The economic displacement caused by Covid was massive and ANY industry that was in a position to have to lay off people to survive the downturn, is in a real mess right now, as so many of their employees moved on and/or used that time to re-evaluate their lives and reconsider the merits of whatever they’re doing to pay their bills. That’s a real thing, and yes, it’s so tempting to try and hold that against those employees, to say they should have their heads back in the game, where it was before. But 18 months out of work or doing something different just to get by will have an effect on people.

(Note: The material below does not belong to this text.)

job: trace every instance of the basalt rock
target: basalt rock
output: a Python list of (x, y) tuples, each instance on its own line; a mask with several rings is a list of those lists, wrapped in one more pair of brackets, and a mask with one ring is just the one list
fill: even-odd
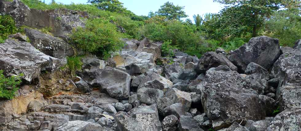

So no, things won’t be the same, but one of the things we can all do is show some deliberate kindness and, most of all, respect, for those on the other side of the counter.

If you wanted to be worshipped for coming back to the world, for spreading your money around while traveling, you, er, missed the boat. That time was last summer, not this. My son and I were treated like royalty everywhere we went in France a year ago July. An American with a vaccination card was welcomed universally with smiles and gratitude. But that was then, this is now. Then, you had to jump through hoops to travel, you had to take risks, you had to wear masks, and occupancy rates in hotels was probably about 20%. The system wasn’t under seige like it is now. And we didn’t feel entitled at all to great service. We felt lucky to travel.